7月8月はどうしても色々鈍くなるイタリア。今年は特にとんでもない猛暑で、バカンスに行っても行かなくても、みんなの動作が鈍くなった。

この暑さは25年ぶり。25年前一人息子をお腹の中に抱えて猛暑の夏を過ごした。幸い、標高720mの小さな小さな村に、これまた小さなアパートを持っていて、そこで過ごすことが出来た。

例年の夏なら、少なくもシーツをかけないとちょっと肌寒いのが、それがいらない夏だった。猛暑はヨーロッパ中に及び、ギリシャで死者が出た、シチリアで死者が出た、TVニュースが報じていたのを覚えている。

今年も25年前と同様、ローマ市内で最高気温42度、体感気温50度を記録。どこに逃げても隠れても、外界は体温より高いので、素っ裸になっても暑いのであった。海に入っても海の水はぬるま湯状態だし。

今回は住まいが郊外、アスファルトに囲まれていないので、陽が落ちると気温がある程度下がって助かった。

でも、企画仲間の絵師はローマ市内住まいだ。他の仕事もあり、それが終わるともう体力の限界だと、バカンスに行き、結局9月に入ってから作画にとりかかった。

はい、日本とは仕事の進め方が違いますね。

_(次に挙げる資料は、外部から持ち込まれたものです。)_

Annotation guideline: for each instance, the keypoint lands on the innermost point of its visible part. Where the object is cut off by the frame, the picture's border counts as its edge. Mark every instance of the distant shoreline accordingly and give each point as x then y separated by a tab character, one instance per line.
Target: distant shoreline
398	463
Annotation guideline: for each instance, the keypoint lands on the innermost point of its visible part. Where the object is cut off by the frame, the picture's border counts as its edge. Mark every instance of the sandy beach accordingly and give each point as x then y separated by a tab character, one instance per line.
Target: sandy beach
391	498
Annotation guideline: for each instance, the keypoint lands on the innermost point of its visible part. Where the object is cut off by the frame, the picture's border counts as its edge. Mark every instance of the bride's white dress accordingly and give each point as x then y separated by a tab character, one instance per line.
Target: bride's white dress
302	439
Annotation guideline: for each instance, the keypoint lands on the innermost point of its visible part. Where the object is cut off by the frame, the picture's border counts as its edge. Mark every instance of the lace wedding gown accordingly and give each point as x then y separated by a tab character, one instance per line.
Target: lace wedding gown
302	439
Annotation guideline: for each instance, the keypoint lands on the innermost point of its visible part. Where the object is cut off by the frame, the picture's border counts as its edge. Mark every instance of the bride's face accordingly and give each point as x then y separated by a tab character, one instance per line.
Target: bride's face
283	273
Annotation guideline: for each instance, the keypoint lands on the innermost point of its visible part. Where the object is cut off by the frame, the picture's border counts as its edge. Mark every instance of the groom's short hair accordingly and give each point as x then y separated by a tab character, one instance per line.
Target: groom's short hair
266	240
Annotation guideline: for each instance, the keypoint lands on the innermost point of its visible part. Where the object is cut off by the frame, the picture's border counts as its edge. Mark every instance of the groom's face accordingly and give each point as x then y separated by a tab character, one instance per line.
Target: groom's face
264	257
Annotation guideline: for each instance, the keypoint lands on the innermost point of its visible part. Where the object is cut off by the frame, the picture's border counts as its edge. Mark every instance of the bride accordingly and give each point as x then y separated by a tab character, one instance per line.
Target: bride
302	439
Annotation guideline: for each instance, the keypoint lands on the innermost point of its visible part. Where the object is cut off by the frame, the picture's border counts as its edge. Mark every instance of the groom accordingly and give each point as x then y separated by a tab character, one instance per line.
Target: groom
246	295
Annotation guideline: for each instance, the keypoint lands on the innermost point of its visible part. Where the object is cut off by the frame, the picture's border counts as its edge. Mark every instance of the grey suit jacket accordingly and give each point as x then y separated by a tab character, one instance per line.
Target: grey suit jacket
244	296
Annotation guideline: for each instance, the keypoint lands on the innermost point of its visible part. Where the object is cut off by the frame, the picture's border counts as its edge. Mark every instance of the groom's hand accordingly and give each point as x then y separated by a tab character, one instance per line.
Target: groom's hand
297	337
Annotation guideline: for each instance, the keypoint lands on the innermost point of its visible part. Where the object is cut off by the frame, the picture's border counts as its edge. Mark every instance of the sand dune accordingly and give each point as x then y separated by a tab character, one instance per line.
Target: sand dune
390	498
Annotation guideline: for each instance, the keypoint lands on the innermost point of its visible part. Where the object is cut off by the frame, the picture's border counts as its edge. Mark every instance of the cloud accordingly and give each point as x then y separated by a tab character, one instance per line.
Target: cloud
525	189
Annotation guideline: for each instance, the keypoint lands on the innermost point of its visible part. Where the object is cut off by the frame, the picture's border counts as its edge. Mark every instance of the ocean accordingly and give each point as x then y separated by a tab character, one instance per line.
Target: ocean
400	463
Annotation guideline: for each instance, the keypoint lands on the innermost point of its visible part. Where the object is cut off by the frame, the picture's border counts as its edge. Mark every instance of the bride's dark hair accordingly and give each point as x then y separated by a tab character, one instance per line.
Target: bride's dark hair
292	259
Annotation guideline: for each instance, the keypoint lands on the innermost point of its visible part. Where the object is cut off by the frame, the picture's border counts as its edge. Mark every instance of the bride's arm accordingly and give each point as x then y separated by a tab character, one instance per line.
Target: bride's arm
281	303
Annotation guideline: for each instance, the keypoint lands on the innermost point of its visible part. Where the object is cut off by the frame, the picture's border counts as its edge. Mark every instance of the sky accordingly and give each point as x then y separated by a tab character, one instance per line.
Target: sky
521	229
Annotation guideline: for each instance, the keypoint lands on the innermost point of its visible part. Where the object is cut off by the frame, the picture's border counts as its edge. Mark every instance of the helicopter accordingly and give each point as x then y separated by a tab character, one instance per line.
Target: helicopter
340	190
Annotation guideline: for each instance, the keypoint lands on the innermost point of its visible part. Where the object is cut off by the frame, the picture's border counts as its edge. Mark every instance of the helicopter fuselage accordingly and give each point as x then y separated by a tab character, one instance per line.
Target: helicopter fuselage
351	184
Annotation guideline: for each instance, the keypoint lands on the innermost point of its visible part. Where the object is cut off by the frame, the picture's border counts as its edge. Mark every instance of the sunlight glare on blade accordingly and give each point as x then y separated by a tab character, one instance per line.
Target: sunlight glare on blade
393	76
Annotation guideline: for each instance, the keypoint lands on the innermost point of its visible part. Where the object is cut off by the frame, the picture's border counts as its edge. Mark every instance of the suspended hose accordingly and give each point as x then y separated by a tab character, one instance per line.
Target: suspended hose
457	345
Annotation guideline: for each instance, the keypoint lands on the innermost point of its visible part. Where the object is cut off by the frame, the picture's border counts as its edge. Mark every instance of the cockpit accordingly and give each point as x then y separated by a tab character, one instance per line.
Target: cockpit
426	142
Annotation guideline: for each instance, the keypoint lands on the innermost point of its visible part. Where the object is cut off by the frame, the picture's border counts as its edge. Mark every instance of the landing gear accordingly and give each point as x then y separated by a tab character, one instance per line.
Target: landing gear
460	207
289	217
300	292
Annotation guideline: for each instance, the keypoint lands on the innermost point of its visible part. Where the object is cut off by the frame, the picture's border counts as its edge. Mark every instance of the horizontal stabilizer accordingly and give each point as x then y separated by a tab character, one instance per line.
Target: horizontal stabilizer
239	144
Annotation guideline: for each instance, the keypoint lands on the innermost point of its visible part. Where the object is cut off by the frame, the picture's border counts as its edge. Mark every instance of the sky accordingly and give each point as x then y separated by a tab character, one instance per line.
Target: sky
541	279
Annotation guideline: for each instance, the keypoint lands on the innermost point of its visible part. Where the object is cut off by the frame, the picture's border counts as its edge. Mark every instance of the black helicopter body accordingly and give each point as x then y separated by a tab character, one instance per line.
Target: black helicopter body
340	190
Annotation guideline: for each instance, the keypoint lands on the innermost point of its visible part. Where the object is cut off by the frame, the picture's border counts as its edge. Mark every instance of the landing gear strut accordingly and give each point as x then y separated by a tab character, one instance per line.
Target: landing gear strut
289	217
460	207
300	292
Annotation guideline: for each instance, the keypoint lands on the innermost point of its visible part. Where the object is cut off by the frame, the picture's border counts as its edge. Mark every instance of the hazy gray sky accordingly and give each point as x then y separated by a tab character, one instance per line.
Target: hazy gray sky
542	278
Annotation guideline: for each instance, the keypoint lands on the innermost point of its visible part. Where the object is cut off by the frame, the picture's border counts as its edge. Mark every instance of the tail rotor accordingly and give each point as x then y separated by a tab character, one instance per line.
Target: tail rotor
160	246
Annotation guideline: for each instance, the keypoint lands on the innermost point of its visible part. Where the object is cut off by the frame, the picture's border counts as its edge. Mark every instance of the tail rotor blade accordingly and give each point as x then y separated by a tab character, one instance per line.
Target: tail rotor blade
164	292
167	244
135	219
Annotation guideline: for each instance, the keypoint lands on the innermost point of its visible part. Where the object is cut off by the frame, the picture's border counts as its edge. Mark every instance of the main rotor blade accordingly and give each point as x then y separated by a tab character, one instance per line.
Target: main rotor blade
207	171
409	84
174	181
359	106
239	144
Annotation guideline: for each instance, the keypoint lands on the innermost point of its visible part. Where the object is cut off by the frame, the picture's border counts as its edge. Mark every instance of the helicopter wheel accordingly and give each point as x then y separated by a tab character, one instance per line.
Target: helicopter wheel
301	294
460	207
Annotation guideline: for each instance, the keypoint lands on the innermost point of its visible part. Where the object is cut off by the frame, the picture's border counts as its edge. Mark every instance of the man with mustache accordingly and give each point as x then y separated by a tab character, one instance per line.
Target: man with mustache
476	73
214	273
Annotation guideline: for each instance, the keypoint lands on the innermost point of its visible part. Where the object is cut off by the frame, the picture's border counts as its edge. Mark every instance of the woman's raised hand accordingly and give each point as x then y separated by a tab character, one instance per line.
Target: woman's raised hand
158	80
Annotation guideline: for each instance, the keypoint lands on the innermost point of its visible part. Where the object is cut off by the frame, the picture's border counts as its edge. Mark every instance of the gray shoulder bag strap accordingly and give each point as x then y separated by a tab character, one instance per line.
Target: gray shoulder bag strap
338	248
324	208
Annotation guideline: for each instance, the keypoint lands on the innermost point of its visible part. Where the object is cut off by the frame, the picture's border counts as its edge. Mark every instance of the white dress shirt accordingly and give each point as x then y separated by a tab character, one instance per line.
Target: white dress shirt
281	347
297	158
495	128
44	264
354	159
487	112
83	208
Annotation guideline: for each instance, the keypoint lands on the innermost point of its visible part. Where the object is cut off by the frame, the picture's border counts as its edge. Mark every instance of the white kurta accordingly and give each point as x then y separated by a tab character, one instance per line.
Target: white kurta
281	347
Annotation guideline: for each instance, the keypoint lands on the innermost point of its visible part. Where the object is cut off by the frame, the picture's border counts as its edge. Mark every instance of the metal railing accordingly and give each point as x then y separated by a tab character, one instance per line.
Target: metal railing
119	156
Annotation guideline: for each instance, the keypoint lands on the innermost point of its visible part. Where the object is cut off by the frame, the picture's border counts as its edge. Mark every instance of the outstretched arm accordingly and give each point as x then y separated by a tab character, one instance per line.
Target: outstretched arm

健康を犠牲にしてまで仕事しない、というのは人間として正しいと思いますが。

でも、私は、やや過ごしやすい郊外住まいでもあり、また「絵師に『ストーリーボードがないから進められない』という言い訳をさせないようにしよう」と原作家と打ち合わせ、暑い中30ページ分のストーリーを送ってきて、私はどうにか10ページ分のストーリーボードを制作したのだった。





●行動が基準 VS 感情が基準

この企画に「ストーリボーダー」として、つまり演出で参加してとても面白い経験をしている。

何しろ原作者はコミックス頭。イタリアで原作者としていくつかの連載を同時進行出版し、学校では「連続進行のための思考法」というセミナーを持つ。

連続進行はうまい訳ではないけれど、連続した出来事を絵で語っていくコミックスを構築していくための思考法のセミナーだ。19世紀終わりから現代までの欧米コミックスのコレクターでもあり、実によく知っている。

前にも言ったけれど、コミックスは行動を基準に物語が進み、mangaではキャラの感情を基準に物語が進む。

ここで彼と私の間にコンフリクトが起こり、脳みそが沸騰するのだ。

例えば、62ページから65ページまでの見開き二枚のシーンとして、

「主人公がゾンビから救って自宅に保護した姉妹の姉が、翌朝、寝室から出て階段を降りてサロンに行く。窓から主人公の青年が仕事場にしている離れを見る。その後、彼女は離れに向かう。そこでは主人公がいつものようにおもちゃの修繕をしている。」で始まり、離れを訪ねた女と主人公の会話が、36個の台詞で進められる。

つまり、行動と台詞の記載があって、二人の登場人物の感情は記載がない。

例えば、姉娘が寝室のドアを閉めるシーンで「詳細に描写」と注意書きがあるけれど、キャラがどんな気持ちで寝室を出て、どんなふうに階段を降りていくのかは記載がない。

つまり、ここが私の出番だ。

●コミックス頭の原作をmanga頭で解読し発展させる

前回のシーンで、ゾンビから救われた姉妹を、私は姉が主人公の青年に対して警戒している様に演出を加えた。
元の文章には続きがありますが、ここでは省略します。